Proof of Theorem nn0ind-raph

Dummy variable 𝑧 is distinct from all other variables.

Step	Hyp	Ref	Expression
1		elnn0 12471	. 2 ⊢ (𝐴 ∈ ℕ0 ↔ (𝐴 ∈ ℕ ∨ 𝐴 = 0))
2		dfsbcq2 3780	. . . 4 ⊢ (𝑧 = 1 → ([𝑧 / 𝑥]𝜑 ↔ [1 / 𝑥]𝜑))
3		nfv 1918	. . . . 5 ⊢ Ⅎ𝑥𝜒
4		nn0ind-raph.2	. . . . 5 ⊢ (𝑥 = 𝑦 → (𝜑 ↔ 𝜒))
5	3, 4	sbhypf 3539	. . . 4 ⊢ (𝑧 = 𝑦 → ([𝑧 / 𝑥]𝜑 ↔ 𝜒))
6		nfv 1918	. . . . 5 ⊢ Ⅎ𝑥𝜃
7		nn0ind-raph.3	. . . . 5 ⊢ (𝑥 = (𝑦 + 1) → (𝜑 ↔ 𝜃))
8	6, 7	sbhypf 3539	. . . 4 ⊢ (𝑧 = (𝑦 + 1) → ([𝑧 / 𝑥]𝜑 ↔ 𝜃))
9		nfv 1918	. . . . 5 ⊢ Ⅎ𝑥𝜏
10		nn0ind-raph.4	. . . . 5 ⊢ (𝑥 = 𝐴 → (𝜑 ↔ 𝜏))
11	9, 10	sbhypf 3539	. . . 4 ⊢ (𝑧 = 𝐴 → ([𝑧 / 𝑥]𝜑 ↔ 𝜏))

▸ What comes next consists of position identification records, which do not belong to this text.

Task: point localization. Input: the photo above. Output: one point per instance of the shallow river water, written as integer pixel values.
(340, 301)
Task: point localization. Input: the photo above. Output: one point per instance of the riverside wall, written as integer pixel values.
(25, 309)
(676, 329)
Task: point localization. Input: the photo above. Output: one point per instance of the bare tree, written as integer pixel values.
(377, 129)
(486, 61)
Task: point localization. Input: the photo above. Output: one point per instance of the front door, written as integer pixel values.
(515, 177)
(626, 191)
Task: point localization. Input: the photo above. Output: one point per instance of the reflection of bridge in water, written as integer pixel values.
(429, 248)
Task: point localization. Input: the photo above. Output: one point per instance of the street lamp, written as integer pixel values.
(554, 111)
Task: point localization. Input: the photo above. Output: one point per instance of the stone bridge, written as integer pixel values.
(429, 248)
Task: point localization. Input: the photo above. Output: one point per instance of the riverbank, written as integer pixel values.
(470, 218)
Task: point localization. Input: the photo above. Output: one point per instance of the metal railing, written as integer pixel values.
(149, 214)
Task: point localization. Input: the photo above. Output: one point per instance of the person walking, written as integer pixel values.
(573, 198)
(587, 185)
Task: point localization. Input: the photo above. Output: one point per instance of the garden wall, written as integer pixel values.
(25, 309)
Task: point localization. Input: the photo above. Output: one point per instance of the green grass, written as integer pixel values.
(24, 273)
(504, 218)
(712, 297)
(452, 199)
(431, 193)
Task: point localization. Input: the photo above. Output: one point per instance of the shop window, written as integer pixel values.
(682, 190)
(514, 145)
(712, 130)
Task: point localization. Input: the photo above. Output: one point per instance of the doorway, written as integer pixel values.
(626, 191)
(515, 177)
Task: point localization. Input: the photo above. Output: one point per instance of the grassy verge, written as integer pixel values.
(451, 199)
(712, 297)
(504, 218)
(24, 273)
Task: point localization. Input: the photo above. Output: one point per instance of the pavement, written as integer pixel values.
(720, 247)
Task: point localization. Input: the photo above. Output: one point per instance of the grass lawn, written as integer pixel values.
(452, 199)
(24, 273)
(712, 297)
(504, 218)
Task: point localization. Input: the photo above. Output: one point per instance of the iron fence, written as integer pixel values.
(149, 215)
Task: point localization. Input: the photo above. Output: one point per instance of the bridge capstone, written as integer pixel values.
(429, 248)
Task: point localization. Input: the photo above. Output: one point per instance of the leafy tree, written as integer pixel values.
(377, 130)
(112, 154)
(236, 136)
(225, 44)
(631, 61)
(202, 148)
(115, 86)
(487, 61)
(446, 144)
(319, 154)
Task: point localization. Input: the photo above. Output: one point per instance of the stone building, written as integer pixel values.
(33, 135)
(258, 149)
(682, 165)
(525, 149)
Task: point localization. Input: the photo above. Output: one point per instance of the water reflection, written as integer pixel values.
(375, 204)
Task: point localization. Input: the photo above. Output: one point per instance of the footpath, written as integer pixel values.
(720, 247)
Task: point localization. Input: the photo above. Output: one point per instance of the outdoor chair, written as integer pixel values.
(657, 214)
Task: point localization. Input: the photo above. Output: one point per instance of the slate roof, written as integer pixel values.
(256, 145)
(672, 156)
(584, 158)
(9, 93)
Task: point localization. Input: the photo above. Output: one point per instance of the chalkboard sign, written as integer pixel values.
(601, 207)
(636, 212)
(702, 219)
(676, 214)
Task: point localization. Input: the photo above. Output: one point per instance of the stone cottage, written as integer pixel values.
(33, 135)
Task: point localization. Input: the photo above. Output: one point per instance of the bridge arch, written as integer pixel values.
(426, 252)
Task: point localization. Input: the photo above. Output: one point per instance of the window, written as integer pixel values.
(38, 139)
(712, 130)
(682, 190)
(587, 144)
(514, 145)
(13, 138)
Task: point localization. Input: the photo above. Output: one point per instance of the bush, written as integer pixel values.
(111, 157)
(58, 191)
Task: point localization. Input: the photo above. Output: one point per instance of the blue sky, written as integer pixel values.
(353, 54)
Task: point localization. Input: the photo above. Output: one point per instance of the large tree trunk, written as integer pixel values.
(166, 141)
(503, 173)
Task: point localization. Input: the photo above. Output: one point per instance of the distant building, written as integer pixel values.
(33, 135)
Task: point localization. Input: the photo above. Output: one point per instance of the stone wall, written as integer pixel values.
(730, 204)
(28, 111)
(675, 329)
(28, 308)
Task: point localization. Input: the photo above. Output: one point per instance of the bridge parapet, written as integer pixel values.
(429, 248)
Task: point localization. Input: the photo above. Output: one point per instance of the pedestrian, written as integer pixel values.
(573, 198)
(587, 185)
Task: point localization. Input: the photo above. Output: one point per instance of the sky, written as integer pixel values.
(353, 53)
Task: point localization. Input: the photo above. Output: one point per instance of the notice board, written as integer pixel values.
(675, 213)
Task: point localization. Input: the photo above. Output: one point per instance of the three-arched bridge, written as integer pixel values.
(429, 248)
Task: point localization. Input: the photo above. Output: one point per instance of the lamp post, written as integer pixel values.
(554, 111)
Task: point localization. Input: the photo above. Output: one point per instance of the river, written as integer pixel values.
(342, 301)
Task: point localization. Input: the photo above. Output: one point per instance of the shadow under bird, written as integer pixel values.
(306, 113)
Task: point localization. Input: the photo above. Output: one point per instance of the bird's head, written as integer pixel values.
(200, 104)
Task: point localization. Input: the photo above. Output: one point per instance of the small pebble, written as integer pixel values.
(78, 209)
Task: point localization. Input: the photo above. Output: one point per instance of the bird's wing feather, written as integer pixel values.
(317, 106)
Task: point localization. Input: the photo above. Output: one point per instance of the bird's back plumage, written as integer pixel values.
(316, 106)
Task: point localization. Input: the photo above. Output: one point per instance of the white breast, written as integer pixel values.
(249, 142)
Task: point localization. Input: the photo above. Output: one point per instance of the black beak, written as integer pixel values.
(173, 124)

12		nfsbc1v 3797	. . . . 5 ⊢ Ⅎ𝑥[1 / 𝑥]𝜑
13		1ex 11207	. . . . 5 ⊢ 1 ∈ V
14		c0ex 11205	. . . . . . 7 ⊢ 0 ∈ V
15		0nn0 12484	. . . . . . . . . . . 12 ⊢ 0 ∈ ℕ0
16		eleq1a 2829	. . . . . . . . . . . 12 ⊢ (0 ∈ ℕ0 → (𝑦 = 0 → 𝑦 ∈ ℕ0))
17	15, 16	ax-mp 5	. . . . . . . . . . 11 ⊢ (𝑦 = 0 → 𝑦 ∈ ℕ0)
18		nn0ind-raph.5	. . . . . . . . . . . . . . 15 ⊢ 𝜓
19		nn0ind-raph.1	. . . . . . . . . . . . . . 15 ⊢ (𝑥 = 0 → (𝜑 ↔ 𝜓))
20	18, 19	mpbiri 258	. . . . . . . . . . . . . 14 ⊢ (𝑥 = 0 → 𝜑)
21		eqeq2 2745	. . . . . . . . . . . . . . . 16 ⊢ (𝑦 = 0 → (𝑥 = 𝑦 ↔ 𝑥 = 0))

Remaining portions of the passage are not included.